We describe early on the workloads we studied, so that we can use concrete examples in the subsequent discussion.
The first of our traces is the one collected by Douglis and Killian and used in their study [DK99]. This trace consists of the activity over a week in May 1998, polled every 30 seconds, of 100 users of a modem pool maintained by AT&T Labs. The modems in the pool served as the uplink of an asymmetric connection (the downlink was a cable connection). The setup where this trace was collected is interesting because it uses static IP addresses. This makes disconnects less undesirable: all TCP connections can stay open until the next modem connection. Thus, the cost of disconnecting a user is primarily in terms of the delay of reconnection. As a consequence, the modem pool itself has an aggressive 15 minute idle timeout (which would probably be too short for general ISPs). A few users have no inactivity timeout (after their request) and can stay connected indefinitely. An interesting characteristic of this setup is that all users have a dedicated phone line. A direct consequence is that users cannot be denied service but also that they have less of an incentive to disconnect explicitly. In fact, the trace we studied contains no disconnection information. Douglis and Killian report that 15 users appeared active at all times. (Actually this number depends on what is defined as ``at all times'': for a higher inactivity tolerance, 19 users appear active at all times.)

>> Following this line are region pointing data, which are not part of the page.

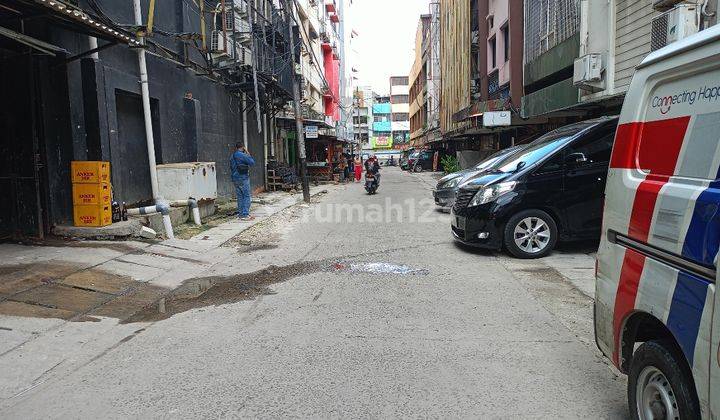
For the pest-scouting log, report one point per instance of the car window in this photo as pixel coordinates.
(596, 150)
(554, 164)
(535, 152)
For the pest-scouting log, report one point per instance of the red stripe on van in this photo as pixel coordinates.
(645, 198)
(627, 139)
(633, 264)
(651, 146)
(654, 148)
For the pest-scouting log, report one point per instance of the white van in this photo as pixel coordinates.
(657, 314)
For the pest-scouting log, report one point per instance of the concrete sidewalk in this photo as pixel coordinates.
(62, 303)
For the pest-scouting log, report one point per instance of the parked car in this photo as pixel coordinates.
(656, 306)
(420, 160)
(550, 190)
(447, 186)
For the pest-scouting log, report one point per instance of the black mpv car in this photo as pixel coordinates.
(551, 190)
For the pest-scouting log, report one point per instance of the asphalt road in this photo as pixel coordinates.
(355, 307)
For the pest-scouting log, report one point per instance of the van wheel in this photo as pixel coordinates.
(530, 234)
(659, 386)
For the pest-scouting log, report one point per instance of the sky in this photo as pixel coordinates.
(385, 45)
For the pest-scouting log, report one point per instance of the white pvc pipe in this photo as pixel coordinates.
(245, 139)
(167, 223)
(196, 216)
(194, 208)
(92, 43)
(161, 208)
(146, 105)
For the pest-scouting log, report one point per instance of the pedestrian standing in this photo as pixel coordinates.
(240, 164)
(358, 169)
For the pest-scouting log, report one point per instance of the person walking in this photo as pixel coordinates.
(240, 164)
(358, 169)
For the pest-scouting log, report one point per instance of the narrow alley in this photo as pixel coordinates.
(320, 317)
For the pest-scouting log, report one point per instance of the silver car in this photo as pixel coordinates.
(446, 188)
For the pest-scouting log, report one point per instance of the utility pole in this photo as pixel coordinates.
(298, 108)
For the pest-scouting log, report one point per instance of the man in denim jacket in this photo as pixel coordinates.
(240, 164)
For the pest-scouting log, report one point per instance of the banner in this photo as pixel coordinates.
(382, 142)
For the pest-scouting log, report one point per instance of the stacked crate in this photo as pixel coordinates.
(92, 194)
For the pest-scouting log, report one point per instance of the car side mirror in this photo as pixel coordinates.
(576, 159)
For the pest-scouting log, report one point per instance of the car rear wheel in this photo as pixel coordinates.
(659, 386)
(530, 234)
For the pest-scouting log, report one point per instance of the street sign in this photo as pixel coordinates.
(311, 132)
(496, 118)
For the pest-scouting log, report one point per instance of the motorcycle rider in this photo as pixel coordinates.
(373, 167)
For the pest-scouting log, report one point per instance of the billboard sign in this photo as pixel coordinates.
(497, 118)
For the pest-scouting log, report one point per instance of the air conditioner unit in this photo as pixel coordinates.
(244, 56)
(674, 25)
(240, 6)
(219, 44)
(588, 71)
(235, 22)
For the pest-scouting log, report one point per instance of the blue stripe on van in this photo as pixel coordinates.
(703, 236)
(686, 311)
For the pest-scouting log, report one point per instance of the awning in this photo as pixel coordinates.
(479, 108)
(83, 21)
(31, 42)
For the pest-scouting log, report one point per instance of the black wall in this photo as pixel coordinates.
(204, 128)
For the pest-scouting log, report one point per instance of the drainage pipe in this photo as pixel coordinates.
(194, 208)
(161, 208)
(146, 104)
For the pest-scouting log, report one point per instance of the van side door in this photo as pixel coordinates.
(585, 171)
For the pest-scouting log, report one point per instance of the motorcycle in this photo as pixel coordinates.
(371, 183)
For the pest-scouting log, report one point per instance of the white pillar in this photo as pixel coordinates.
(146, 106)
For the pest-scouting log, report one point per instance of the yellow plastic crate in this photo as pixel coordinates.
(90, 172)
(96, 194)
(92, 216)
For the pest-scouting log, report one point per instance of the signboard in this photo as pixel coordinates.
(497, 118)
(382, 142)
(311, 132)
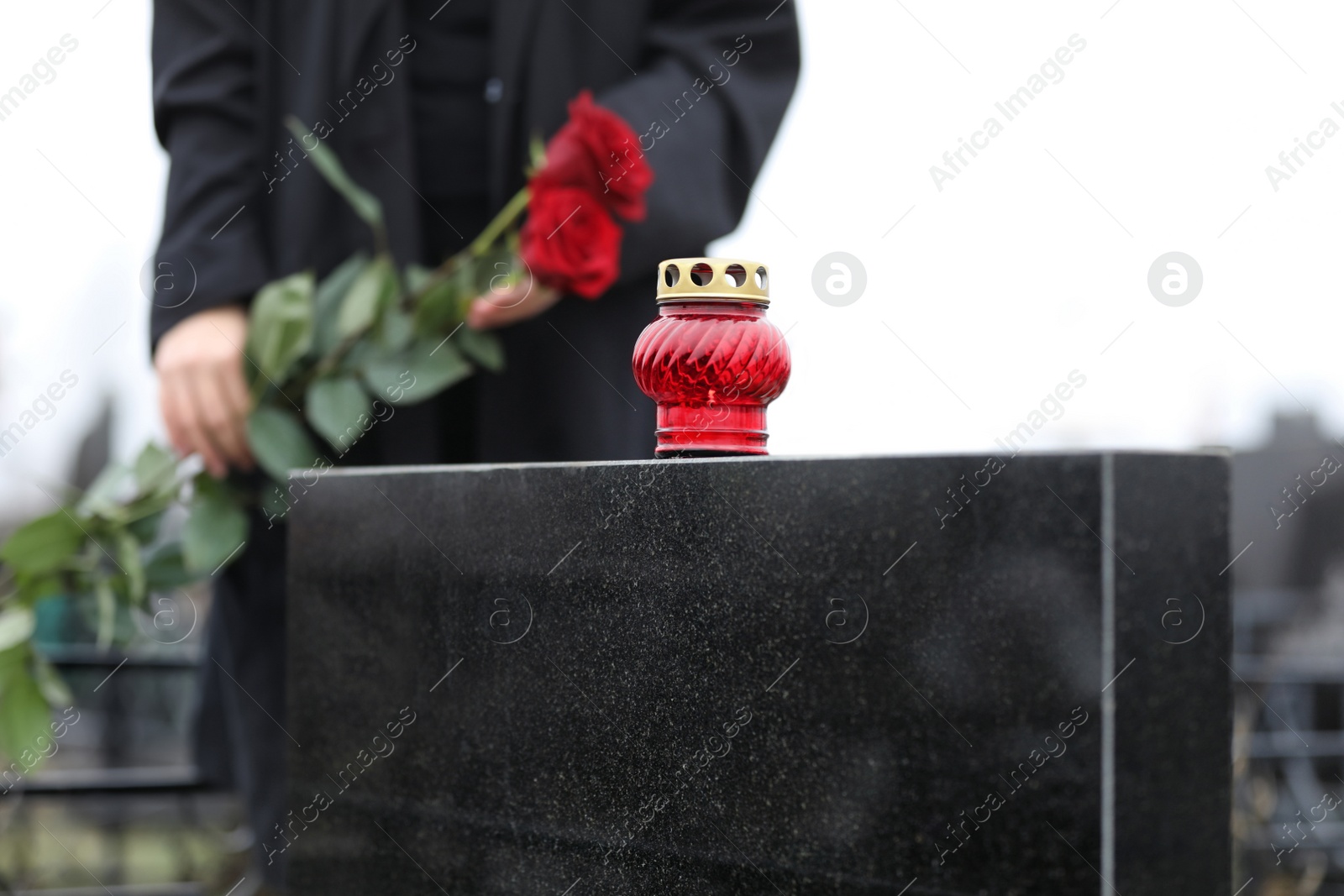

Our other two traces are from Telesys--the Internet Service Provider for the University of Texas community. In September 1998, Telesys was the largest ISP in the Austin, Texas metropolitan area (we are not aware of more recent data) with over 3,000 modems, serving over 34,000 subscribers [Aca98]. (The total number of subscribers seems to be artificially high: unusually many subscribers did not use their accounts at all during the two periods of our study. The inflation in the number of subscribers is probably due to the low cost of Telesys for its restricted user base--many Telesys users can afford to subscribe even though they rarely use the service.) Our Telesys traces contain explicit disconnect information, and users are allowed to stay connected indefinitely. (Telesys does not disconnect idle users despite a stated policy of a 2-hour idle timeout.) Telesys has not had busy signals due to limited capacity in the past few years [Aca98], hence no users were denied service during our trace collection.
We collected the two traces of Telesys activity by repeatedly polling the modem servers in two-minute intervals. The traces are from periods of significantly different activity. The first was collected in a period of low activity (June 26 to July 6, 1999, which includes the 4th of July holiday) with 18,086 distinct users accessing the system in this time period. The maximum number of simultaneously connected users was 2,151, and 5 users were connected at all times. In all, there were over 315,000 connections (i.e., instances of users connecting and disconnecting). The second trace was collected in a high activity period (November 1 to 8, 1999). 21,221 distinct users accessed the system in that time with a maximum of 3,024 users connected simultaneously. There were over 347,000 connections in total and 11 users stayed connected throughout the week-long tracing period. The number of connected users as a function of time for the Telesys traces is plotted in Figure 1.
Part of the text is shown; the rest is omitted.